Outre cet isolement, les malentendants éprouvent très souvent une baisse de confiance en eux : « Comment réagissent les autres faces à mon handicap ? », « Est-ce qu’il faut attirer l’attention sur mon handicap ou dois-je essayer de le cacher ? », « Est-ce que les autres vont me voir différemment s’ils savent que je suis malentendant ? ». Toutes ces questions sont normales à la suite d’un changement de vie aussi important suite à une baisse d’audition.
Démontrer ses compétences pour dépasser les préjugés
L’une des craintes majeures des malentendants concerne la discrimination. Les potentiels employeurs vont-ils les juger incapables de faire un travail avant même de les rencontrer ? À quel moment sont-ils obligés de parler de leur handicap ? Comment montrer qu’ils peuvent apporter une valeur ajoutée à leur travail malgré le fait qu’ils soient malentendants ?

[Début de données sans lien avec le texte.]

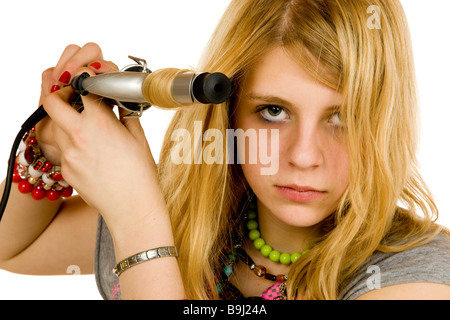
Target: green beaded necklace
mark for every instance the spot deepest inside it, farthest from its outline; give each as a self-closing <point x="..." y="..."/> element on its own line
<point x="260" y="244"/>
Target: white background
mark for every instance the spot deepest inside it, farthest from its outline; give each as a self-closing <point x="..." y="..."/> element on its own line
<point x="173" y="33"/>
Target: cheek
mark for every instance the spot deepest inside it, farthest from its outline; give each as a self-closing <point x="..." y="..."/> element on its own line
<point x="339" y="168"/>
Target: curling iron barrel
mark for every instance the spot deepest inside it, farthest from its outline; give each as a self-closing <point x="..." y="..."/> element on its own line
<point x="164" y="88"/>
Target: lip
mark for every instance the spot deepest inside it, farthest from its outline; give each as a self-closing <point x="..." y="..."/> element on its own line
<point x="296" y="193"/>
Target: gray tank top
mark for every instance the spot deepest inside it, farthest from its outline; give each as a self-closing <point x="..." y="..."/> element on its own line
<point x="427" y="263"/>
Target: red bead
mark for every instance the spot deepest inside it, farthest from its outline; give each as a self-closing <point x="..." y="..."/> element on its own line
<point x="67" y="192"/>
<point x="53" y="195"/>
<point x="56" y="176"/>
<point x="16" y="176"/>
<point x="47" y="166"/>
<point x="32" y="140"/>
<point x="29" y="154"/>
<point x="38" y="193"/>
<point x="24" y="186"/>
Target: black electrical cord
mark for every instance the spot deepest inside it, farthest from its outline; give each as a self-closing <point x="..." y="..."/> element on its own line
<point x="37" y="116"/>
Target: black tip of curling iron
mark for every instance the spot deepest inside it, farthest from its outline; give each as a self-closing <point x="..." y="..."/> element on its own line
<point x="212" y="88"/>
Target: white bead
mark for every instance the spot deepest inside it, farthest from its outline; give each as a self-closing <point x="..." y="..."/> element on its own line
<point x="47" y="179"/>
<point x="63" y="183"/>
<point x="22" y="159"/>
<point x="34" y="173"/>
<point x="22" y="146"/>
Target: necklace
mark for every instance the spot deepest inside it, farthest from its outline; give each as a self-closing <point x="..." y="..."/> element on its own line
<point x="260" y="244"/>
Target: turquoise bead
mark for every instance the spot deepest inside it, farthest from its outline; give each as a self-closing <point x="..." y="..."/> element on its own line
<point x="252" y="224"/>
<point x="254" y="234"/>
<point x="274" y="256"/>
<point x="258" y="243"/>
<point x="265" y="250"/>
<point x="285" y="258"/>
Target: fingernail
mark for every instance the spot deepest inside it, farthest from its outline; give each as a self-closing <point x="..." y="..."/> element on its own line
<point x="54" y="88"/>
<point x="65" y="77"/>
<point x="95" y="65"/>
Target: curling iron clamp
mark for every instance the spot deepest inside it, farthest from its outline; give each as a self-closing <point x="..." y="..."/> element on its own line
<point x="135" y="89"/>
<point x="131" y="88"/>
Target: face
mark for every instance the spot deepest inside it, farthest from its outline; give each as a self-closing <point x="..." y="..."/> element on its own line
<point x="278" y="96"/>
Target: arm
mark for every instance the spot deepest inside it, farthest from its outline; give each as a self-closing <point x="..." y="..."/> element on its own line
<point x="410" y="291"/>
<point x="40" y="237"/>
<point x="108" y="161"/>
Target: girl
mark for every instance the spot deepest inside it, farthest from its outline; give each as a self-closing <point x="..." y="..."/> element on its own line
<point x="343" y="215"/>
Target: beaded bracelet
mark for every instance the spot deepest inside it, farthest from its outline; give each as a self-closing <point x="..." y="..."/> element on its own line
<point x="35" y="174"/>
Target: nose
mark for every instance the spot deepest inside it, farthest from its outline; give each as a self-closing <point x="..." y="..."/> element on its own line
<point x="304" y="148"/>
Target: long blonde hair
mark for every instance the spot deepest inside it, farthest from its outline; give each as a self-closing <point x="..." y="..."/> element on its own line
<point x="386" y="200"/>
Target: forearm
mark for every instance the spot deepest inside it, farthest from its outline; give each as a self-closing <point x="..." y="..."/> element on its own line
<point x="154" y="279"/>
<point x="23" y="221"/>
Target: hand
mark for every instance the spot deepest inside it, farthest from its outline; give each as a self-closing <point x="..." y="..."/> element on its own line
<point x="106" y="159"/>
<point x="72" y="59"/>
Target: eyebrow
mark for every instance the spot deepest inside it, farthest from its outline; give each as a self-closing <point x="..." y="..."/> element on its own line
<point x="282" y="102"/>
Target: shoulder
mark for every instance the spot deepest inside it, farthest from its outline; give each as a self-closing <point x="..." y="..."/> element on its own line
<point x="416" y="273"/>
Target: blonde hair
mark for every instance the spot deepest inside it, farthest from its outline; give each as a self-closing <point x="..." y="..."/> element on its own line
<point x="386" y="201"/>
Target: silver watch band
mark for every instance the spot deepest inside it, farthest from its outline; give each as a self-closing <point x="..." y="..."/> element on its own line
<point x="144" y="256"/>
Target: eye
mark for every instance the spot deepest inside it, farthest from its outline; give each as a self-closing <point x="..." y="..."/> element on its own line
<point x="273" y="113"/>
<point x="335" y="120"/>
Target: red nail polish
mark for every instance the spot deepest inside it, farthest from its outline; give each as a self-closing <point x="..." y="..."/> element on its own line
<point x="95" y="65"/>
<point x="65" y="77"/>
<point x="54" y="88"/>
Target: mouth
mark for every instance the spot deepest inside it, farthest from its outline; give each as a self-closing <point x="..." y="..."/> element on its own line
<point x="302" y="194"/>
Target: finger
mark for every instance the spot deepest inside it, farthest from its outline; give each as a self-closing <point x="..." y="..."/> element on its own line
<point x="103" y="66"/>
<point x="133" y="124"/>
<point x="46" y="84"/>
<point x="60" y="111"/>
<point x="88" y="53"/>
<point x="67" y="54"/>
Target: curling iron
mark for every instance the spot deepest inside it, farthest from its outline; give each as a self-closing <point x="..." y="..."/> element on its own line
<point x="135" y="89"/>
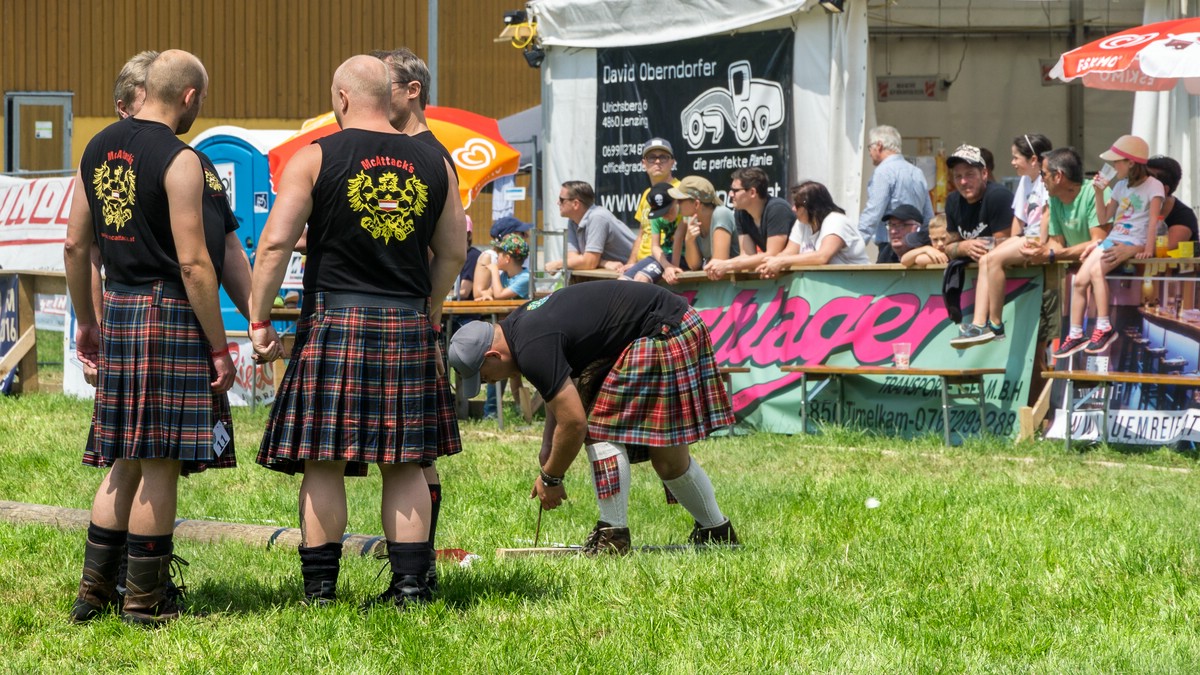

Ce défi n’est pas forcément plus grand que chez d’autres personnes qui ont aussi un handicap ou sont victimes de certains préjugés. Quand une personne victime de préjugés peut démontrer ses capacités en travaillant, pour la personne malentendante s’ajoute une difficulté supplémentaire, qui est liée à la capacité de communication réduite. Cela peut générer une certaine appréhension à l’idée d’être mal compris. Pour mieux comprendre cette situation, nous pouvons imaginer ou nous remémorer une présentation ou un discours en public dans une langue étrangère et le malaise éprouvé à l’idée de faire une faute. Il est alors essentiel de se rappeler que le public venu écouter est intéressé par le sujet. Il est donc encore plus important, dans ce contexte, de manifester la volonté de communiquer et d’être compris.
Malentendant 24h/24h
Pour quelqu’un de malentendant, des difficultés de communication se présentent dans toutes les interactions quotidiennes, telles que saluer les collègues le matin, discuter autour d’un café, répondre aux personnes qui ne sont pas forcément en face de lui. Malgré le fait que cela complique les échanges informels, il est quand même important de faire l’effort de se rendre accessible aux collègues et aux proches.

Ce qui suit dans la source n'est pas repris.